You can find more information on configuring your own SMTP server in Configure an SMTP server connection.

germainAPM community 

Create germainAPM Community user account upon login

The germainAPM Community provides an Internet forum for customers and digital performance experts to connect with each other and share ideas. Registered users can ask questions and view answers at germainAPM Answers and create support tickets.

Integrate germainAPM Help and Answers user-forum content into in-product search results

The search bar in germainAPM sUI can be used to query external content in both the germainAPM Answers user forum and within our online documentation. When disabled, users must to search these sites independently to find answers to their questions.

Manage domain name & SSL certificates 

Enable this setting to generate a domain name (a subdomain of germainAPM-managed.com) with a trusted certificate for your germainAPM On-Premise component.  Certificates are downloaded by HTTPS (REST API) via Enterprise.

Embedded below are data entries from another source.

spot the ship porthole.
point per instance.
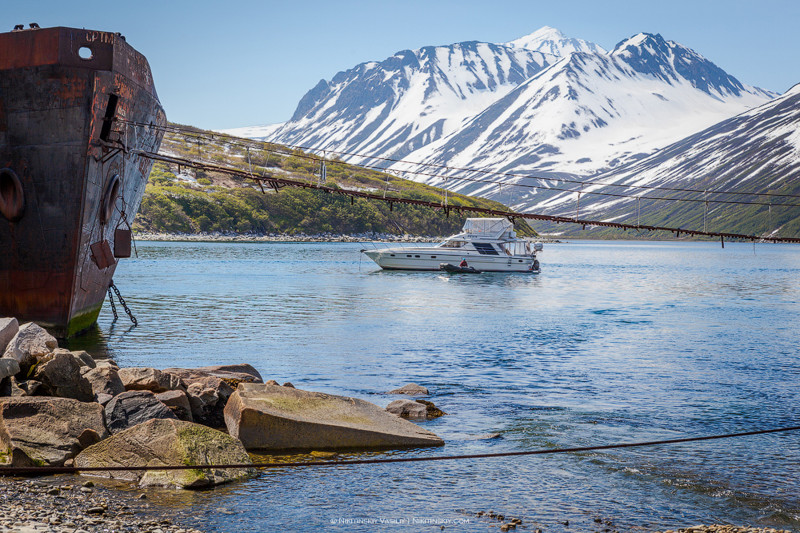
(109, 199)
(12, 198)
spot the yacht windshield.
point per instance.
(452, 244)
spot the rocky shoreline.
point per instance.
(283, 237)
(64, 408)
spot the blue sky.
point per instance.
(227, 64)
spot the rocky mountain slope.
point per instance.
(757, 151)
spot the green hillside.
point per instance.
(185, 200)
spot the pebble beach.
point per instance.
(74, 505)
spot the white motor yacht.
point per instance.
(484, 244)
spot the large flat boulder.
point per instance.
(60, 375)
(8, 328)
(152, 379)
(178, 403)
(30, 342)
(239, 373)
(104, 380)
(132, 408)
(271, 417)
(165, 443)
(209, 388)
(38, 431)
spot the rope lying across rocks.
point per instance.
(42, 470)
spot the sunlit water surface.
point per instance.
(613, 342)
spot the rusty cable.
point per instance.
(242, 141)
(34, 470)
(438, 206)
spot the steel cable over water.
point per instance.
(43, 470)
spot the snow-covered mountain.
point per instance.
(393, 107)
(543, 104)
(551, 41)
(590, 112)
(756, 151)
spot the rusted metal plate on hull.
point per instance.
(52, 113)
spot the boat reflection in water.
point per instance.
(484, 244)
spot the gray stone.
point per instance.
(178, 402)
(270, 417)
(134, 407)
(206, 407)
(47, 431)
(8, 328)
(31, 342)
(8, 367)
(168, 442)
(60, 375)
(82, 357)
(233, 374)
(10, 387)
(152, 379)
(104, 380)
(103, 398)
(412, 389)
(106, 362)
(408, 409)
(29, 386)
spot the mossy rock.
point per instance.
(162, 442)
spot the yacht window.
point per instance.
(485, 248)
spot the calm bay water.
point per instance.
(612, 342)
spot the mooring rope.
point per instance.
(41, 470)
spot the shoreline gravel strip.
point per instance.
(59, 506)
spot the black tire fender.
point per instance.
(12, 196)
(110, 198)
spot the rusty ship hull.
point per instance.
(76, 106)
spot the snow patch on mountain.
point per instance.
(551, 41)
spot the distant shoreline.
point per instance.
(281, 237)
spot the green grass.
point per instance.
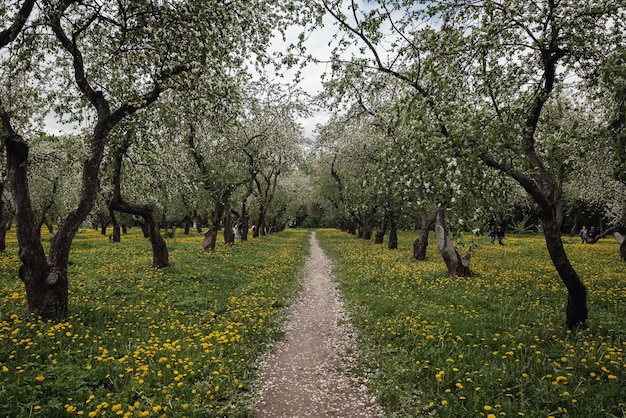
(491, 345)
(182, 341)
(185, 340)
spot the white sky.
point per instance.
(311, 79)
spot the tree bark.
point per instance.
(210, 238)
(380, 234)
(421, 243)
(3, 220)
(117, 235)
(458, 265)
(576, 310)
(160, 254)
(229, 235)
(393, 236)
(46, 285)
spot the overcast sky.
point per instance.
(311, 83)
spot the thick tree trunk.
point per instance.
(160, 254)
(458, 265)
(393, 236)
(210, 239)
(229, 234)
(576, 311)
(421, 243)
(117, 235)
(380, 234)
(46, 285)
(621, 240)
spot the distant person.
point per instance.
(583, 235)
(500, 234)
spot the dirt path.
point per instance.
(305, 374)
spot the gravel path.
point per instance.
(305, 375)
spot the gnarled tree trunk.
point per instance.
(421, 243)
(393, 236)
(458, 265)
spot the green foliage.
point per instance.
(522, 226)
(182, 341)
(491, 345)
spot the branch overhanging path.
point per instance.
(305, 375)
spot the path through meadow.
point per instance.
(306, 375)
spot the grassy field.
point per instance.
(491, 345)
(185, 340)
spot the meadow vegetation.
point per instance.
(186, 340)
(491, 345)
(181, 341)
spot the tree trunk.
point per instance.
(421, 243)
(46, 286)
(576, 311)
(116, 236)
(380, 234)
(160, 254)
(229, 234)
(458, 265)
(3, 221)
(210, 238)
(393, 237)
(621, 240)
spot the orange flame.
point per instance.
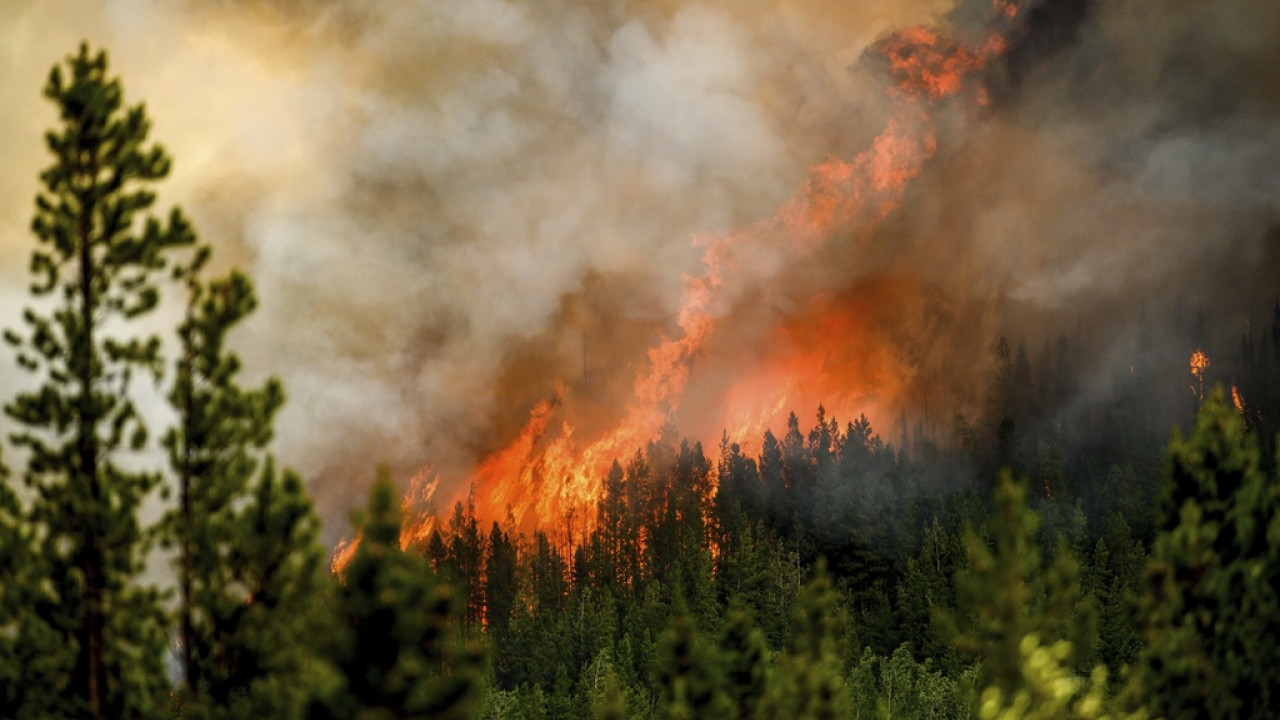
(1200, 363)
(544, 475)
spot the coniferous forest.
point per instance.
(1015, 566)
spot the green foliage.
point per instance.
(398, 650)
(247, 557)
(1006, 595)
(94, 269)
(688, 674)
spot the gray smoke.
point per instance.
(452, 206)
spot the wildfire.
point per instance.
(1200, 363)
(545, 475)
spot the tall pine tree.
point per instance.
(94, 274)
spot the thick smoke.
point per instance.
(452, 208)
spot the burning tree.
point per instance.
(95, 264)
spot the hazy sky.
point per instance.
(449, 206)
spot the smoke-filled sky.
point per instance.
(452, 208)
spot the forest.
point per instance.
(1016, 566)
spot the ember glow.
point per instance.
(547, 474)
(1200, 363)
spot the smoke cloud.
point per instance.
(453, 209)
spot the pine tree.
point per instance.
(689, 673)
(808, 682)
(397, 648)
(213, 451)
(744, 656)
(92, 274)
(1212, 607)
(32, 656)
(1027, 624)
(263, 606)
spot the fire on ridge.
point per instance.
(545, 473)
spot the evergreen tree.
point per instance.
(688, 673)
(213, 451)
(32, 655)
(95, 265)
(397, 650)
(260, 609)
(1212, 609)
(808, 682)
(744, 656)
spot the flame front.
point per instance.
(545, 477)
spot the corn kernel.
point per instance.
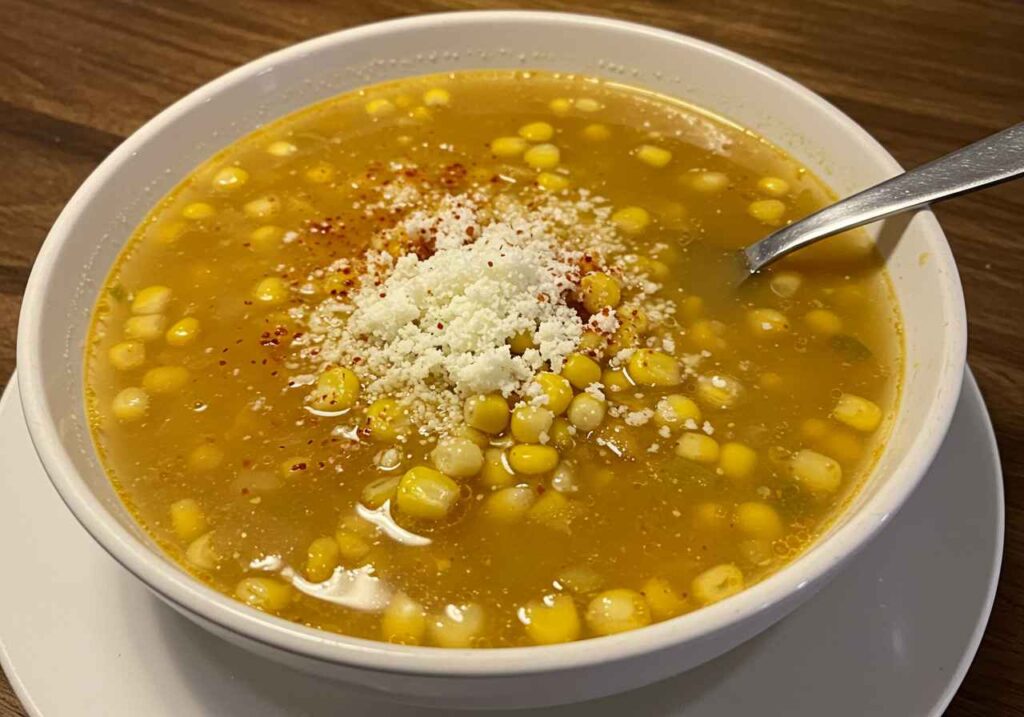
(675, 410)
(530, 423)
(617, 610)
(631, 219)
(230, 177)
(427, 494)
(144, 328)
(543, 157)
(664, 601)
(487, 413)
(823, 322)
(165, 379)
(773, 186)
(322, 558)
(264, 593)
(337, 389)
(737, 461)
(815, 471)
(130, 404)
(586, 412)
(127, 355)
(152, 300)
(598, 290)
(551, 620)
(653, 156)
(187, 519)
(459, 458)
(403, 621)
(717, 584)
(650, 368)
(697, 448)
(767, 211)
(531, 459)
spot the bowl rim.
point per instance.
(186, 593)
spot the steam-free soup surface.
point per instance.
(461, 361)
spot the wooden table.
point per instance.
(923, 76)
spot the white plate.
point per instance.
(893, 635)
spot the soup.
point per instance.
(461, 361)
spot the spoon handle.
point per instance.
(994, 159)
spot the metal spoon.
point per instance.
(989, 161)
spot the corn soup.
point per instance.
(460, 361)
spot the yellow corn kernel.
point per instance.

Enable management of domain name and SSL certificates

Enable this setting to generate a domain name (a subdomain of germainAPM-managed.com) with a trusted certificate for your germainAPM On-Premise component. All users in your environment can then access germainAPM at <prefix>.germainAPM-managed.com. Please note that this process may take a few minutes. Once complete, you’ll be able to access the new URL. Disabling this option results in SSL certificates and the component URL being rolled back to the previous version. Remember to update your SSO IdP settings with this URL.

Data exchange 

The following information transparently documents the mandatory data that germainAPM receives from your germainAPM On-Premise component. Note that all communication between components and  Enterprise is encrypted and always component-initiated only. germainAPM isn’t able to initiate a connection to customer components.

Installation 

Frequency: Once during installation and during every upgrade
Component request: License key
 Enterprise response: Account name, license name, germainAPM components installation flag (true/false), germainAPM components download URL

Registration 

Frequency: Once (after first startup)
Component request: License key, component ID
 Enterprise response: Registration status, username, password

License 

Frequency: Once every 60 minutes
Component request: No component request
 Enterprise response: License status, component ID, license key, license details, license model

Health check 

Frequency: Once every 5 minutes
Component request: Component ID, privacy settings, time zone, traffic size, update/maintenance window. Each component node adds technical details including OS name and version, number of CPU cores, CPU load, total RAM, free RAM, total disk storage, used storage, server state, master node flag (true/false), and startup time stamp. Each Component adds its version, OS name and version, status, certificate issuer, and type (e.g., beacon forwarder).
 Enterprise response: Health status, message

Consumption 

Frequency: Once each hour
Component request: Component ID, consumption timeframe. Each environment adds the number of new problems, RUM sessions, synthetic monitors. Every host adds a category, a list of monitored technologies, and monitoring timeframes. For each synthetic monitor, the ID, description, type, success count, failure count and action count are transmitted. See Export licensing data.
 Enterprise response: Status, remaining RUM sessions, consumed RUM overage, host units overage, remaining synthetic monitors, consumed synthetic monitors overage. For each environment, its ID, consumed RUM sessions, consumed synthetic monitors, and host units are returned.

Heartbeat 

Frequency: Once each minute, or every 5 minutes if remote access is disabled.
Component request: Component ID, node ID, source type (e.g., server)
 Enterprise response: Remote UI request flag (true/false), Websocket URLs

Updates 

Frequency: Once each hour
Component request: No component request
 Enterprise response: For component updates: version, description, download URL, size. For germainAPM components and JavaScript tag updates: label, version, download URLs. 

Note

We never send host names or other information that may compromise your component’s security.